Well, I’d been speculating for a couple of months now that Belliard would wind up with somebody somewhere to serve some higher purpose beyond just playing out the string with the hapless Nats to assist them in their quest to finish with something better than the 30th-best record in baseball. Garcia’s a worthwhile arm to have added to the stockpile, having pitched effectively for Great Lakes in Low-A in his full-season debut. The 22-year-old Dominican’s been generating a lot of ground-ball outs (1.8 for every fly), which isn’t easy with the suspect fields and fielding in the minors, while also striking out 55 in 73 IP against just 14 walks. Getting that plus something else for a few weeks of Ronnie Belliard’s time seems entirely worthwhile.

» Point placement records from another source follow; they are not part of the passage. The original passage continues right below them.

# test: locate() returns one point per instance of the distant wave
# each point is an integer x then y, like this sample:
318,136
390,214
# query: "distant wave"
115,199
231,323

Segue to scenes from the upcoming classic bound to be the first-ever joint production from ESPN and LOGO: Brokeback Rotation. It’s the story of a man and his team daring to live together, resolutely apart from the judgments of a cruel, unfair world where certain relentless standards of what constitutes acceptable performance come into play. Losing ballgames? Who are we to judge, as long as you’ve got a shortage of alternatives and a willing workhorse to saddle up and ride to the bitter end? You’re sure to shed a tear when Teddy Roosevelt says to Livan Hernandez, “I wish I knew how to quit you.”

On a more practical level, reduced to seeing what they’ve got in Garrett Mock, Craig Stammen, and J.D. Martin while John Lannan‘s beginning to look like he’s pitching on fumes, employing Hernandez as an innings muncher, even if the term “again” has to be utilized, has its virtues. Mock’s showing some promise as a starter, striking out a man per inning in his turns, Martin’s a decent placedholder. Stammen had a brief run of utility in July, but he’s busily squelching that. As much as Livan large ends up leaving you feeling down in the standings, his .461 SNWP with the Mets this year was better than, say Brad Penny‘s was with Boston (.421), and would also rank second on the Nats’ staff.